Conversely, the predicted probability of moderate/severe symptoms was about 50% higher in individuals taking 5 vs 0 medications with PDSS (0.36 vs 0.24).
The researchers found no corresponding associations for medications without PDSS.
The results were even stronger when the researchers repeated their adjusted regression analyses to focus on the 10 individual medications most associated with the severity of depressive symptoms. These were omeprazole, gabapentin, meloxicam, tramadol, ranitidine, baclofen, oxycodone, tizanidine, propranolol, and morphine, with an aOR of 0.42 (95% CI: 0.3, 0.6) for no/minimal symptoms and 1.68 (1.24, 2.27) for moderate/severe symptoms.
"Many widely prescribed medications, from antihypertensives, such as atenolol and metoprolol to corticosteroids, such as dexamethasone and triamcinolone, are associated with depression side effects," said Olfson.

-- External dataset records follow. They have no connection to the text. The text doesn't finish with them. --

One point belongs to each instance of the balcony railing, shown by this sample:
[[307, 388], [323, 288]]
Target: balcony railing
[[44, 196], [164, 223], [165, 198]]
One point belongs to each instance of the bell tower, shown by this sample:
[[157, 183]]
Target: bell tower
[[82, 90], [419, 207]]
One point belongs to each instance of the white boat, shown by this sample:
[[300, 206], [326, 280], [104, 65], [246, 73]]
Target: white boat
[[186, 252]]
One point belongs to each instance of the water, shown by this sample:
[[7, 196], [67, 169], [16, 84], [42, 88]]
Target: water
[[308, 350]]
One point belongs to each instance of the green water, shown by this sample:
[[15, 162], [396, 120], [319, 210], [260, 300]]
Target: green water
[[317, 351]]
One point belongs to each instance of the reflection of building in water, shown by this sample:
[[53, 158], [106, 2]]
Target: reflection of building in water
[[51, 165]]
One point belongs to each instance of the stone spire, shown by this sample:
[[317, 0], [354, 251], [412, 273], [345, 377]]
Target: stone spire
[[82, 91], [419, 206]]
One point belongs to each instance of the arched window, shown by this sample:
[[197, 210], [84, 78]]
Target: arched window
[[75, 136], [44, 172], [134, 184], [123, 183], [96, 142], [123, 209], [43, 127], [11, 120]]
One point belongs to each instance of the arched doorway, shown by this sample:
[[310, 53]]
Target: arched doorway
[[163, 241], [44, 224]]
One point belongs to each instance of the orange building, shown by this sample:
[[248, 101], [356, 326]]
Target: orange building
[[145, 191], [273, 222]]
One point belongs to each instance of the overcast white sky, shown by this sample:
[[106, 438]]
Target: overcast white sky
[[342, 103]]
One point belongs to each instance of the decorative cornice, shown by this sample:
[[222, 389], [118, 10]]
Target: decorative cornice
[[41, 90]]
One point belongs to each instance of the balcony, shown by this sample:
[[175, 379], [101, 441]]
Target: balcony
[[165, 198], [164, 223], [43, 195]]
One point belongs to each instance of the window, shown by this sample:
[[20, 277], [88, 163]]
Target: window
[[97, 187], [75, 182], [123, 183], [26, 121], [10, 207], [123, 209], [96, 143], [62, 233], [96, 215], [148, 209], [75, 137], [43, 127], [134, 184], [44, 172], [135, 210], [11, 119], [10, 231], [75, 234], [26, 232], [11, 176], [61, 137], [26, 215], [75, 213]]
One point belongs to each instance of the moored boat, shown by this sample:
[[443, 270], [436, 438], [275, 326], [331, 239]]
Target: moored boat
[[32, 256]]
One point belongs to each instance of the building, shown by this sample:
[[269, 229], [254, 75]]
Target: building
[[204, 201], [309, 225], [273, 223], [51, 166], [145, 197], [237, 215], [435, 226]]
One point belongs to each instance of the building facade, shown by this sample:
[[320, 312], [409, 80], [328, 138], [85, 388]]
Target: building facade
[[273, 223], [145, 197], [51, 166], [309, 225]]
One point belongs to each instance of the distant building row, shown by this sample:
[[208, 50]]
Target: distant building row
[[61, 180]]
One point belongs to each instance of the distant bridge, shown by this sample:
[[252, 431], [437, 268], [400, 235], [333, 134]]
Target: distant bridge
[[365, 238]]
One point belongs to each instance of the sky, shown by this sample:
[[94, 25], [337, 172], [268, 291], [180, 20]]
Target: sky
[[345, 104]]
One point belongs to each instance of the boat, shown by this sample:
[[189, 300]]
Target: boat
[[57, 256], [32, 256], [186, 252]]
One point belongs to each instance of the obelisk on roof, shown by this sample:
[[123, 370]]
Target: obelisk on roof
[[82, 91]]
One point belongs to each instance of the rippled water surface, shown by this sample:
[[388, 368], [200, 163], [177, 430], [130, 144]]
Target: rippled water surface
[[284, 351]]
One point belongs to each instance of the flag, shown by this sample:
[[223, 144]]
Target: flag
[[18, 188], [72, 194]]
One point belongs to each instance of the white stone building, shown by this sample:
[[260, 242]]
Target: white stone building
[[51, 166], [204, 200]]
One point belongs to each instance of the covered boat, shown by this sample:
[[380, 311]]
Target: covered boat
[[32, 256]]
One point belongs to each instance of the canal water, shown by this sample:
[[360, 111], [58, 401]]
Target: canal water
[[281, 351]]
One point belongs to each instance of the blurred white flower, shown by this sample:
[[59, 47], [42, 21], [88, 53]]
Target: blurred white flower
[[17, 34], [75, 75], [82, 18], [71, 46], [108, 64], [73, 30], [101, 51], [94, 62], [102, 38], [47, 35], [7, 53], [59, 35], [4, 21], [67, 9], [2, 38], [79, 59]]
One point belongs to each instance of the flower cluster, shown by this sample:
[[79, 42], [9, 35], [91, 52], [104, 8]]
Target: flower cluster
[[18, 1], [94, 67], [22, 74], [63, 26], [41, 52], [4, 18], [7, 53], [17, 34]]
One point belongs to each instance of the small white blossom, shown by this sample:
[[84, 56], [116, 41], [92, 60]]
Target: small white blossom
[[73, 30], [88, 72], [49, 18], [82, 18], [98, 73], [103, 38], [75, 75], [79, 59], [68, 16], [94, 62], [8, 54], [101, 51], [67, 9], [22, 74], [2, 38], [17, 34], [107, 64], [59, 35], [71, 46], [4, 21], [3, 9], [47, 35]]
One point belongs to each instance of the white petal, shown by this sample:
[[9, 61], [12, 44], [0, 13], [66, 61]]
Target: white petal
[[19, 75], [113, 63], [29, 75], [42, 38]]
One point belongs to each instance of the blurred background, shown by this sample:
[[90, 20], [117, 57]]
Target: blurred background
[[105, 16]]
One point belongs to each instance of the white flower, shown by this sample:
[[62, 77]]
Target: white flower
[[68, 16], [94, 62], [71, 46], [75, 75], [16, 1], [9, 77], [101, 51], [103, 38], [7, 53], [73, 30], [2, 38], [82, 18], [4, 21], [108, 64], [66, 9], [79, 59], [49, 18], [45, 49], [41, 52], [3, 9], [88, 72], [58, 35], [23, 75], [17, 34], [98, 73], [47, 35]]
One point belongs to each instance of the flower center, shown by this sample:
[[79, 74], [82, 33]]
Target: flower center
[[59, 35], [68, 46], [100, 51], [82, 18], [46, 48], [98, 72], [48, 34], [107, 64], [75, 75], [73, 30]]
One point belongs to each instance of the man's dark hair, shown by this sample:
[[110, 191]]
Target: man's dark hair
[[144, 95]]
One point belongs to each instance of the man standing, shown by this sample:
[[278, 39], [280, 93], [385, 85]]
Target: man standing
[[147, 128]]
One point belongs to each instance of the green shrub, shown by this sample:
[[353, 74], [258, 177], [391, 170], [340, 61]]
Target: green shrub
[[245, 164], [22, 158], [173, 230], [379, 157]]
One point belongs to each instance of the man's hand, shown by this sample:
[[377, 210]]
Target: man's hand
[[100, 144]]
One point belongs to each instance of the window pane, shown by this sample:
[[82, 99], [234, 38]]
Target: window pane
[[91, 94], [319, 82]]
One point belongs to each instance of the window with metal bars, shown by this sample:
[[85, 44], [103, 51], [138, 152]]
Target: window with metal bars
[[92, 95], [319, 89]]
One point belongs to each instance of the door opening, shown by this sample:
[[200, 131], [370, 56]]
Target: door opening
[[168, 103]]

"These medications could interfere with recovery from depression. When available, consideration should be given to selecting a substitute with lower risk for depressive symptoms," he said.
Role in Treatment-Resistant Depression
Commenting for Medscape Medical News, Dima Qato, PharmD, MPH, PhD, Hygeia Centennial chair and associate professor, University of Southern California (USC) School of Pharmacy, said the study "is an important reminder that the use of medications with depressive symptoms side effects is increasingly common and may contribute to delays in responsiveness or worsen depressive symptoms among individuals being treated for depression."
Qato, who is also the director of the Program on Medicines and Public Health, USC School of Pharmacy, and was not involved with the study, recommended that clinicians "consider the role of medications with depression side effects when evaluating patients with treatment-resistant depression."
The study was not supported by any funding agency. Olfson and coauthors have disclosed no relevant financial relationships. Qato is a consultant for the Public Citizen Health Research Group.